" Interest rates will be lower ", says the President, the day before the Fed is expected to raise interest rates by at least a quarter of a percentage point?
Anyhow, Clinton made a big deal, bringing out a chart for a visual aid, that there was going to be a trillion dollar larger surplus over the next fifteen years, than previously estimated. Well, don't get too excited about this so-called extra budget surplus, if the Fed does raise interest rates as expected. It is like this; multiply the seven trillion dollar national debt by a quarter of a percentage point, that is how much more the debt will be next year, baby. The other thing is, this mystery money is mostly from the Social Security Trust Fund; all except four billion dollars per year, give or take a few million bucks.
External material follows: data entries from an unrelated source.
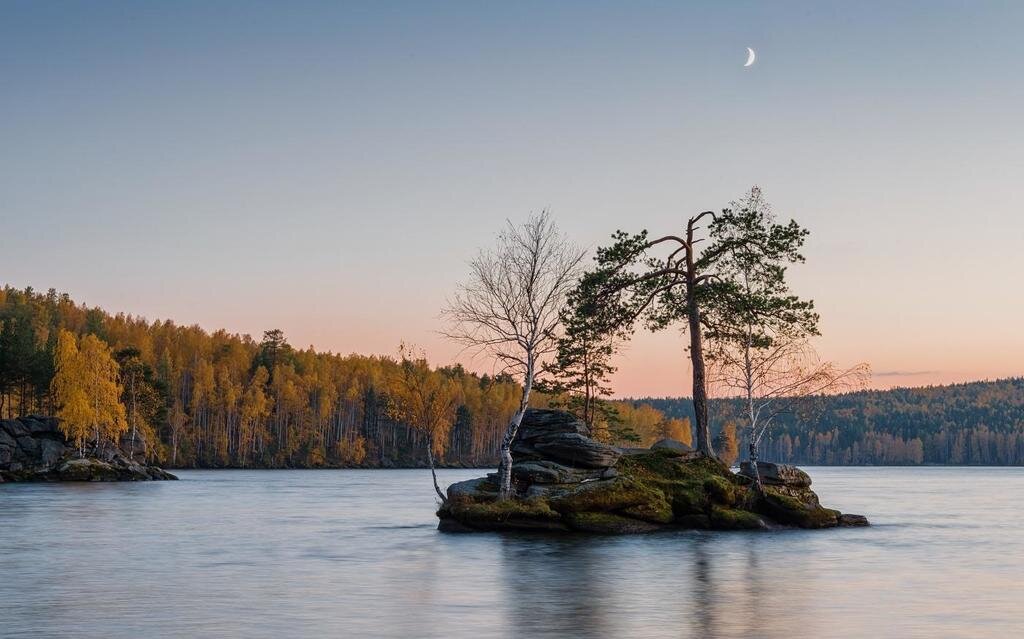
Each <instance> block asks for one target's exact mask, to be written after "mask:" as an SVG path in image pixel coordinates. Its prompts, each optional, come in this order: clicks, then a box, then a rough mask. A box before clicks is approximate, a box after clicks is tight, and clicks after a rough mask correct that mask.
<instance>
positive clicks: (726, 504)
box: [703, 475, 736, 506]
mask: <svg viewBox="0 0 1024 639" xmlns="http://www.w3.org/2000/svg"><path fill="white" fill-rule="evenodd" d="M703 489H705V491H706V492H707V493H708V496H709V497H710V498H711V499H712V501H714V502H717V503H719V504H723V505H725V506H732V505H733V504H735V503H736V484H734V483H733V482H732V481H731V480H729V479H726V478H725V477H722V476H720V475H712V476H710V477H708V478H707V479H705V480H703Z"/></svg>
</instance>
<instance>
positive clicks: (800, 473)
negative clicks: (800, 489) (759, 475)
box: [739, 462, 811, 488]
mask: <svg viewBox="0 0 1024 639" xmlns="http://www.w3.org/2000/svg"><path fill="white" fill-rule="evenodd" d="M739 474H741V475H744V476H746V477H751V478H753V477H754V469H753V468H752V467H751V463H750V462H742V463H740V464H739ZM758 474H759V475H760V476H761V482H762V483H766V484H768V485H784V486H792V487H799V488H806V487H808V486H810V485H811V477H810V475H808V474H807V473H805V472H804V471H802V470H800V469H799V468H797V467H796V466H790V465H788V464H772V463H770V462H758Z"/></svg>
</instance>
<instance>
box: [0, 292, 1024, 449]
mask: <svg viewBox="0 0 1024 639" xmlns="http://www.w3.org/2000/svg"><path fill="white" fill-rule="evenodd" d="M61 330H63V331H69V332H71V333H72V334H74V335H75V336H77V337H82V336H85V335H94V336H96V337H97V338H99V339H100V340H101V341H102V342H103V344H104V345H105V347H106V348H109V349H110V350H111V353H112V355H113V356H114V357H115V358H116V360H117V363H118V366H119V369H120V374H119V375H120V381H121V385H122V391H123V394H122V401H123V403H124V406H125V407H126V409H127V413H128V417H129V421H130V422H131V423H132V424H133V425H134V426H136V427H137V429H138V430H139V431H140V433H141V435H142V439H143V440H144V442H145V444H144V451H142V452H141V454H144V455H145V457H146V458H147V459H150V460H152V461H155V462H158V463H160V464H163V465H170V466H174V467H183V466H189V467H219V466H255V467H315V466H416V465H421V464H422V463H423V462H424V459H425V454H424V451H425V449H424V446H425V443H426V438H425V436H424V435H423V433H422V432H420V431H419V430H418V429H416V428H413V427H411V426H410V425H409V424H403V423H401V422H398V421H395V420H393V419H391V418H390V417H389V416H388V411H387V410H386V408H387V404H388V393H389V379H390V378H392V377H393V375H394V372H395V371H396V367H397V366H398V365H397V363H396V361H395V359H394V358H393V357H386V356H367V355H357V354H350V355H338V354H334V353H330V352H318V351H315V350H313V348H311V347H309V348H305V349H300V348H293V347H292V346H290V345H289V344H288V342H287V341H286V340H285V337H284V335H283V334H282V333H281V332H280V331H267V332H266V334H265V335H264V336H263V338H262V339H261V340H259V341H257V340H254V339H253V338H251V337H249V336H247V335H238V334H231V333H227V332H226V331H215V332H212V333H211V332H207V331H204V330H203V329H201V328H199V327H196V326H180V325H176V324H174V323H173V322H170V321H157V322H148V321H146V319H144V318H142V317H138V316H132V315H127V314H124V313H116V314H114V313H109V312H106V311H104V310H102V309H99V308H93V307H86V306H84V305H80V304H76V303H75V302H73V301H72V300H71V299H70V298H69V297H68V296H67V295H62V294H58V293H56V292H55V291H52V290H51V291H48V292H46V293H40V292H36V291H33V290H32V289H26V290H18V289H14V288H11V287H9V286H6V287H3V288H0V417H8V418H10V417H17V416H20V415H28V414H32V413H36V414H45V415H53V414H55V413H56V410H57V408H58V407H56V406H54V398H53V394H52V392H51V390H50V382H51V380H52V379H53V375H54V350H55V347H56V341H57V339H56V338H57V335H58V333H59V332H60V331H61ZM433 375H438V376H444V377H447V378H450V379H452V380H454V381H455V382H456V383H457V385H458V387H459V389H460V390H459V404H460V406H459V409H458V412H457V416H456V419H455V421H454V422H453V423H452V424H444V425H443V427H442V428H441V429H440V430H439V431H438V432H437V433H435V437H434V440H435V452H436V454H437V457H438V458H439V459H440V460H441V462H442V463H444V464H454V465H493V464H495V463H496V462H497V451H498V444H499V441H500V439H501V436H502V433H503V432H504V430H505V426H506V424H507V422H508V419H509V416H510V415H511V414H512V412H513V411H514V410H515V408H516V404H517V400H518V395H519V386H518V384H516V383H515V381H513V380H511V379H509V378H507V377H488V376H485V375H484V376H477V375H474V374H472V373H469V372H467V371H465V370H463V369H462V368H461V367H458V366H455V367H441V368H438V369H436V370H435V371H434V372H433ZM549 399H550V398H549V397H545V396H544V395H543V394H541V393H538V394H537V397H536V401H535V403H536V404H537V406H544V404H545V403H546V402H547V401H548V400H549ZM623 403H630V404H633V406H622V404H618V406H617V410H618V414H620V418H621V419H622V420H623V422H624V424H625V425H626V426H629V427H630V428H631V429H632V430H633V431H634V432H635V433H636V435H637V436H638V437H639V438H640V443H641V444H644V445H646V444H649V443H650V442H651V441H653V440H654V439H656V438H659V437H663V436H670V437H674V438H677V439H684V440H687V439H688V437H687V434H688V433H687V431H688V423H692V413H691V412H692V404H691V403H690V401H689V399H688V398H644V399H639V400H630V401H628V402H623ZM646 404H650V406H646ZM651 407H653V408H651ZM655 409H656V410H655ZM738 409H739V407H738V406H737V404H735V403H733V402H729V401H723V400H719V401H715V402H713V404H712V417H713V420H714V424H715V425H716V426H717V427H718V428H721V426H722V425H723V424H725V423H727V422H728V421H729V420H730V419H731V420H732V421H734V423H735V424H736V425H737V426H739V427H740V428H739V429H738V433H739V436H740V437H742V436H743V434H744V433H743V430H742V428H741V426H742V421H741V420H740V419H738V414H739V411H738ZM811 416H812V417H811V418H810V419H806V418H805V419H797V418H796V417H794V416H783V417H782V418H780V421H779V422H778V426H777V428H776V429H775V430H774V433H773V435H772V437H771V438H770V440H768V441H767V442H766V444H765V450H764V451H763V457H764V458H765V459H768V460H775V461H784V462H794V463H798V464H997V465H1021V464H1024V379H1008V380H1001V381H996V382H976V383H970V384H956V385H952V386H935V387H928V388H903V389H896V390H888V391H866V392H858V393H850V394H845V395H838V396H831V397H824V398H821V399H820V406H818V407H816V410H815V411H813V412H811ZM687 419H689V422H687V421H686V420H687ZM631 445H636V444H631ZM740 450H741V451H742V450H745V446H743V445H742V443H741V448H740Z"/></svg>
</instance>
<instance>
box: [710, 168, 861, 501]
mask: <svg viewBox="0 0 1024 639" xmlns="http://www.w3.org/2000/svg"><path fill="white" fill-rule="evenodd" d="M807 235H808V231H807V230H806V229H804V228H801V227H800V226H799V225H798V224H797V223H796V222H795V221H793V220H791V221H790V222H788V223H785V224H780V223H778V222H776V221H775V217H774V215H773V214H772V212H771V207H770V206H769V205H768V203H767V202H766V201H765V200H764V197H763V195H762V193H761V189H760V188H758V187H757V186H755V187H754V188H752V189H751V190H750V191H749V193H748V194H746V195H745V196H744V197H743V198H742V199H740V200H739V201H736V202H733V203H731V205H730V207H729V208H728V209H725V210H724V211H723V212H722V213H721V214H720V215H718V216H716V218H715V220H714V221H713V222H712V224H711V229H710V236H711V239H712V241H713V246H714V247H715V249H714V250H715V252H716V267H717V272H718V281H717V283H716V287H715V289H714V297H713V299H712V300H711V303H710V304H708V308H709V312H708V314H707V316H706V319H707V327H708V338H709V342H710V344H711V345H712V347H711V348H710V349H709V351H708V358H709V360H710V363H711V368H712V370H713V373H712V382H713V384H714V385H715V386H716V387H717V388H719V389H720V390H721V391H722V392H723V393H724V394H727V395H729V396H739V397H740V398H741V399H742V402H743V418H744V420H745V421H746V424H745V426H746V428H748V429H749V431H750V432H749V442H748V443H749V445H748V448H749V459H750V461H751V466H752V472H753V473H754V474H755V481H756V484H757V485H758V487H759V488H760V486H761V480H760V476H759V475H758V471H757V461H758V449H759V446H760V444H761V441H762V439H763V438H764V436H765V435H766V433H767V432H768V431H769V429H770V428H771V425H772V422H773V421H774V419H775V417H776V416H778V415H780V414H783V413H791V412H793V411H795V410H796V409H797V408H798V407H801V406H803V407H806V406H808V403H807V400H808V398H809V397H813V396H816V395H820V394H823V393H829V392H837V391H840V390H846V389H849V388H855V387H860V386H862V385H863V383H864V380H865V378H866V375H867V367H866V365H862V364H861V365H857V366H855V367H853V368H850V369H840V368H838V367H836V366H835V365H833V364H830V363H821V361H819V360H818V357H817V354H816V353H815V352H814V349H813V348H812V346H811V344H810V341H809V340H810V338H811V337H814V336H816V335H818V334H819V332H818V313H817V312H815V310H814V302H813V301H811V300H802V299H800V298H799V297H798V296H796V295H794V294H793V293H792V292H791V291H790V287H788V284H787V283H786V281H785V274H786V267H787V266H788V265H790V264H794V263H799V262H803V261H804V257H803V255H802V254H801V252H800V250H801V248H802V247H803V244H804V240H805V238H806V237H807ZM732 429H733V430H732V439H733V441H735V426H734V425H733V426H732ZM733 459H735V456H733Z"/></svg>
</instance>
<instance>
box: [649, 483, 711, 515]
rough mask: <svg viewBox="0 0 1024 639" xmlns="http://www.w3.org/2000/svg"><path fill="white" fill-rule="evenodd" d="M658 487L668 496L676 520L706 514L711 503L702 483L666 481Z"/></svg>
mask: <svg viewBox="0 0 1024 639" xmlns="http://www.w3.org/2000/svg"><path fill="white" fill-rule="evenodd" d="M660 487H662V491H663V492H664V493H665V494H666V496H668V499H669V501H670V503H671V504H672V511H673V513H675V516H676V518H679V517H683V516H686V515H700V514H705V513H707V512H708V508H709V507H710V505H711V502H710V500H709V498H708V493H707V492H706V491H705V488H703V482H702V481H692V480H689V481H667V482H664V483H663V484H660Z"/></svg>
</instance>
Clinton uses the bait and switch routine, lying that he wants to save about five hundred billion dollars for Social Security, instead of telling the truth; that he is raping Social Security and will take everything, only to throw that much more money back, as a bone!
Does anyone else see a problem with Bill Clinton making this crazy announcement about a much bigger budget surplus than previously estimated, the day before Allen Greenspan is to announce an interest rate hike to curtail possible inflation?
Sorry to have to bring you back to reality from Fantasyland, but...
Senator Phil Gramm ( R ), says that " any estimate going out past five years is pure speculation ".
Representitive Bill Archer ( R ), Chairman of the House Ways and Means Committee, says, " Americans are paying higher taxes today than at any time since World War II, and they have the right to pay less ".
If the Federal Reserve doesn't raise interest rates by Wednesday, and they don't raise or lower interest rates for the next fifteen years, we may actually see the National Debt beginning to be paid down ( unless the tax and spend Democrats gain control over the Congress and the White House in 2000, then all bets are off ).